Сумрачный лес - Роннефельдт Каролина
– Здесь все иначе, чем в коридорах и в пещере над лестницей, – прошептал Карлман, стоявший между Гортензией и старым Пфиффером.
– Верно, – согласился Одилий, – веет злобой и ненавистью.
– Тогда что мы здесь делаем? – прошептал Биттерлинг, не решаясь говорить вслух.
К его ужасу, Одилий, не ответив, решительно шагнул через порог. Более того, Гортензия и Карлман последовали за ним, будто привязанные веревкой себе на погибель – так показалось Звентибольду. Если он не хотел остаться один, в темноте, с открытой пастью двери за спиной, то следовало присоединиться к ним.
– Оглуши вас всех черная труба смерти, – угрюмо выругался Звентибольд и стиснул зубы.
Всей кожей ощущая, как надвигается опасность, он, спотыкаясь, последовал за спутниками и облегченно вздохнул, только оказавшись в кругах света от фонарей.
Квендели остановились на ближайшей ко входу плите, которыми был выложен пол. Врытый в землю камень был прямоугольным, размером с очень большое ложе и небрежно обтесанным. На нем тоже было высечено несколько знаков, однако при ближайшем рассмотрении не похожих на загогулистые письмена на двери.
– Могила! Точно могила, – первым нарушил молчание Биттерлинг, выглянув из-за спины Гортензии и Одилия, чтобы посмотреть на огромный камень. – А значит, и остальные плиты – могильные.
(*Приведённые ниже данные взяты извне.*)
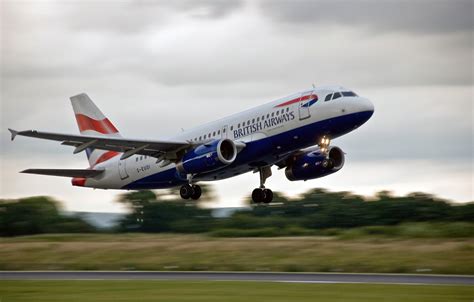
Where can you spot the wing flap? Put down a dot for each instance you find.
(65, 172)
(118, 144)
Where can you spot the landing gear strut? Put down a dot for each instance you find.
(261, 194)
(188, 191)
(324, 146)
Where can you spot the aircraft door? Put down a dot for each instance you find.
(122, 169)
(303, 107)
(306, 100)
(225, 132)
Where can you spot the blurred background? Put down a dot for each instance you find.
(157, 66)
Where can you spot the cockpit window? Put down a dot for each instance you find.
(336, 95)
(348, 93)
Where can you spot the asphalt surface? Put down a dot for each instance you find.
(239, 276)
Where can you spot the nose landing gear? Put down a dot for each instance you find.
(261, 194)
(188, 191)
(327, 163)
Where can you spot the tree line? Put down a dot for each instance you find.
(164, 212)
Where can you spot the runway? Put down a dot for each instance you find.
(240, 276)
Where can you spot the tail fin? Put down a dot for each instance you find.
(92, 121)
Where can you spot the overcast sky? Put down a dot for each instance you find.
(154, 67)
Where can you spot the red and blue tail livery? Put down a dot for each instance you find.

В эту знаменательную ночь нам сопутствует удача, она-то и привела нас в этот склеп. Даже не представляю, как это растолковать! – вздрогнув, заключил он.
Гортензия подняла взгляд и попыталась прочитать по выражению лица старика Пфиффера, что он думает об этой находке. Одилий осматривался настороженно и мрачно, его губы беззвучно шевелились, словно он пытался расшифровать странную надпись.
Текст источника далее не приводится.